Barack Hussein Obama held his first press conference in almost a year yesterday, answering only 10 questions in one hour, but illustrating just how thin-skinned and not in charge he is.
Weasel Zippers has a great breakdown of the presser: his usual "it's Bush's fault" moment, attacking Sarah Palin, stonewalling about Sestakgate, the Arizona boycotts, and his best Jimmy Carter impression.
The Won actually had the gall to take a swipe at Americans who are frustrated at his lack of response to the oil spill: “Those who think we were slow in our response or lacked urgency don’t know the facts.”
This is a little man who cannot lead and shows the nation and the world how insecure and in-over-his-head he really is. I supposed if I were Glenn Beck, I could use another 12 step recovery terminology and point to Obama as an example of what recovering alcoholics call "an egomaniac with an inferiority complex."

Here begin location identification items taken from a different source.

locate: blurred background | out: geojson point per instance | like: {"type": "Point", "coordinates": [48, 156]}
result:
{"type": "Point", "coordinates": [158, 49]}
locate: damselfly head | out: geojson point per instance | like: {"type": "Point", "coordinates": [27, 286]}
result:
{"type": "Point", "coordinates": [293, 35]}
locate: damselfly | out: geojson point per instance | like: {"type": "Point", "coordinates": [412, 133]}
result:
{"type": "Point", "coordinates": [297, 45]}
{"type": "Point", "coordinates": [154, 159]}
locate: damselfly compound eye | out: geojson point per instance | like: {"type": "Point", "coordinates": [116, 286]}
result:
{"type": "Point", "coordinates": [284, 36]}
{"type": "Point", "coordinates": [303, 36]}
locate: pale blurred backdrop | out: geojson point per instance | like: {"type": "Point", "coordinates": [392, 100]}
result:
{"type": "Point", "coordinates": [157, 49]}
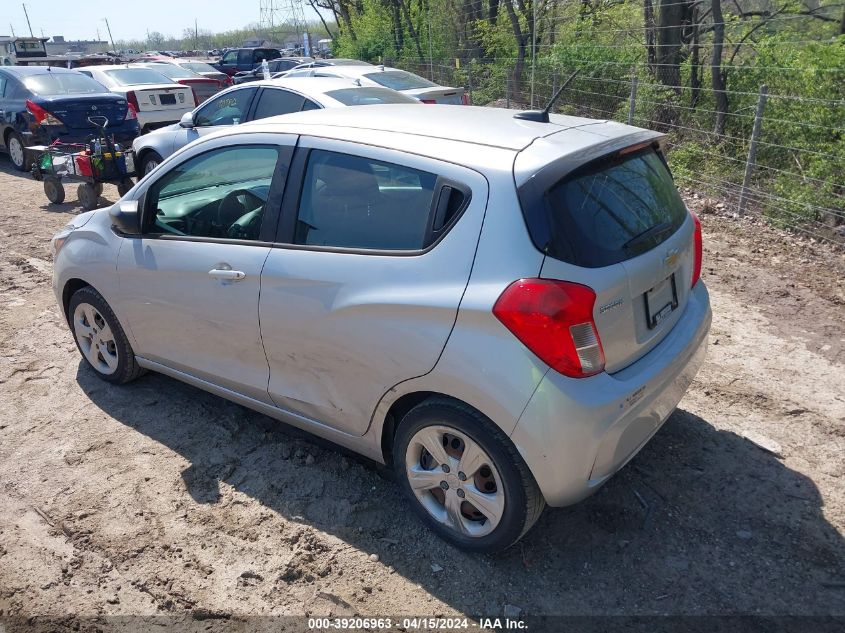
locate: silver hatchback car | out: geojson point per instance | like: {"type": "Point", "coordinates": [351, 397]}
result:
{"type": "Point", "coordinates": [504, 310]}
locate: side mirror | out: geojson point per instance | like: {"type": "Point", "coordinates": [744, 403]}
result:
{"type": "Point", "coordinates": [187, 120]}
{"type": "Point", "coordinates": [125, 218]}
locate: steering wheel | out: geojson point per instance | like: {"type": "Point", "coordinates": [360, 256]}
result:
{"type": "Point", "coordinates": [234, 205]}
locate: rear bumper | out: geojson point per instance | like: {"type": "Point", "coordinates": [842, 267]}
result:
{"type": "Point", "coordinates": [575, 434]}
{"type": "Point", "coordinates": [124, 133]}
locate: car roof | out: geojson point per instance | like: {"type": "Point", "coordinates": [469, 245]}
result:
{"type": "Point", "coordinates": [307, 85]}
{"type": "Point", "coordinates": [355, 70]}
{"type": "Point", "coordinates": [26, 71]}
{"type": "Point", "coordinates": [494, 127]}
{"type": "Point", "coordinates": [109, 67]}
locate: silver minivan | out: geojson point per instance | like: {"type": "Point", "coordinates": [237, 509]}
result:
{"type": "Point", "coordinates": [503, 310]}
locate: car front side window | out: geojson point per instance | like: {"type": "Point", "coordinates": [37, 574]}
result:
{"type": "Point", "coordinates": [219, 194]}
{"type": "Point", "coordinates": [226, 109]}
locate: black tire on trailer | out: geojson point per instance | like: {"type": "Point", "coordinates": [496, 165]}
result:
{"type": "Point", "coordinates": [54, 190]}
{"type": "Point", "coordinates": [17, 151]}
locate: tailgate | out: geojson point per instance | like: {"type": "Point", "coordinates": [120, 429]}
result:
{"type": "Point", "coordinates": [617, 224]}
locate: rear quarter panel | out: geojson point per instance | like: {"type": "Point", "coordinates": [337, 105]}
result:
{"type": "Point", "coordinates": [483, 364]}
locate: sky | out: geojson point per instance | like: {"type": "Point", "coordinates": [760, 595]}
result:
{"type": "Point", "coordinates": [129, 19]}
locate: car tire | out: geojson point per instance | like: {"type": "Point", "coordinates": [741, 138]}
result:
{"type": "Point", "coordinates": [100, 338]}
{"type": "Point", "coordinates": [509, 500]}
{"type": "Point", "coordinates": [150, 161]}
{"type": "Point", "coordinates": [54, 190]}
{"type": "Point", "coordinates": [17, 151]}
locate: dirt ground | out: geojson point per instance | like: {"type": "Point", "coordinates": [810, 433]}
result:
{"type": "Point", "coordinates": [159, 499]}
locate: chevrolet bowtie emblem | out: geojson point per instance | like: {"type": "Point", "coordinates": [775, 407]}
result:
{"type": "Point", "coordinates": [671, 258]}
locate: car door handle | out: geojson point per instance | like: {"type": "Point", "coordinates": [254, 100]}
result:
{"type": "Point", "coordinates": [229, 275]}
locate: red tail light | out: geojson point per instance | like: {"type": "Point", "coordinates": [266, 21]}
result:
{"type": "Point", "coordinates": [554, 319]}
{"type": "Point", "coordinates": [42, 116]}
{"type": "Point", "coordinates": [697, 250]}
{"type": "Point", "coordinates": [132, 99]}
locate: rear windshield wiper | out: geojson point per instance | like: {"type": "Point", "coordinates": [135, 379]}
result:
{"type": "Point", "coordinates": [653, 233]}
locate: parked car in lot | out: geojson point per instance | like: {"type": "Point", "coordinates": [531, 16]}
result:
{"type": "Point", "coordinates": [202, 87]}
{"type": "Point", "coordinates": [393, 78]}
{"type": "Point", "coordinates": [158, 100]}
{"type": "Point", "coordinates": [276, 66]}
{"type": "Point", "coordinates": [504, 310]}
{"type": "Point", "coordinates": [258, 100]}
{"type": "Point", "coordinates": [244, 59]}
{"type": "Point", "coordinates": [39, 105]}
{"type": "Point", "coordinates": [204, 69]}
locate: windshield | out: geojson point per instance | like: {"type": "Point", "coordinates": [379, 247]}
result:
{"type": "Point", "coordinates": [613, 210]}
{"type": "Point", "coordinates": [135, 76]}
{"type": "Point", "coordinates": [369, 96]}
{"type": "Point", "coordinates": [400, 80]}
{"type": "Point", "coordinates": [199, 67]}
{"type": "Point", "coordinates": [68, 83]}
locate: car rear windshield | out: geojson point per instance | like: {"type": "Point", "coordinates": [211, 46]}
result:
{"type": "Point", "coordinates": [400, 80]}
{"type": "Point", "coordinates": [136, 76]}
{"type": "Point", "coordinates": [63, 84]}
{"type": "Point", "coordinates": [176, 72]}
{"type": "Point", "coordinates": [368, 96]}
{"type": "Point", "coordinates": [199, 67]}
{"type": "Point", "coordinates": [344, 62]}
{"type": "Point", "coordinates": [613, 210]}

Sarah Palin has responded on her Facebook page (excerpted):
Now that the American people are calling him out on his lack of engagement with this disaster, the buck-passing is in full swing – and, unbelievably, his administration is still looking to blame his predecessor. Amazingly, even those of us who support energy independence for America are the brunt of some buck-passing.This is the problem when you elect a community organizer as President. They don't have the management or real world experience to take charge of a situation like this. Instead, it's always time to find some bogeyman to attack.
He suggested today that a “culture of corruption” at the U.S. Minerals Management Service (MMS) was solely the previous administration’s responsibility and that the failure of the inspection system was a failure of that administration. That is false. The MMS has been his responsibility since January 20, 2009.
The MMS director who resigned today, Elizabeth Birnbaum, was appointed by his administration. And the most recent inspection of the oil rig took place a mere 10 days before the explosion – also very much on his watch, not President Bush’s.
The President is also now attempting to somehow distance himself from his administration’s recent decision to open a few areas of the continental shelf to oil and gas exploration. That’s unfortunate because America desperately needs our domestic oil and natural gas. We rely on it for our prosperity, security, and freedom. The President’s decision to open a few areas to offshore exploration was the right decision then; and unlike his quickly evolving position on energy development now, I continue to believe it’s the right decision today – because energy independence is in the long-term economic and security interests of the United States.
As I explained in an article in National Review last year, conventional sources like natural gas “can act as a clean ‘bridge fuel’ to a future when more renewable sources are available.” I do not, as the President mistakenly believes, think we can “drill,
baby, drill” our way out of all of our troubles. As I have consistently stated, we need an “all of the above” approach to energy independence that combines conventional drilling with energy conservation and renewable-energy development. My record in Alaska clearly shows my commitment to this “all of the above” approach. Over 20 percent of Alaska’s electricity currently comes from renewable sources. As governor, I put forward a long-term plan to increase that figure to 50 percent by 2025, which is the most ambitious renewable energy target in the nation. I take great pride in helping to make Alaska, in the words of the New York Times, “a Frontier for Green Power,” even as we continue to embrace the need to “drill, baby, drill” at the same time.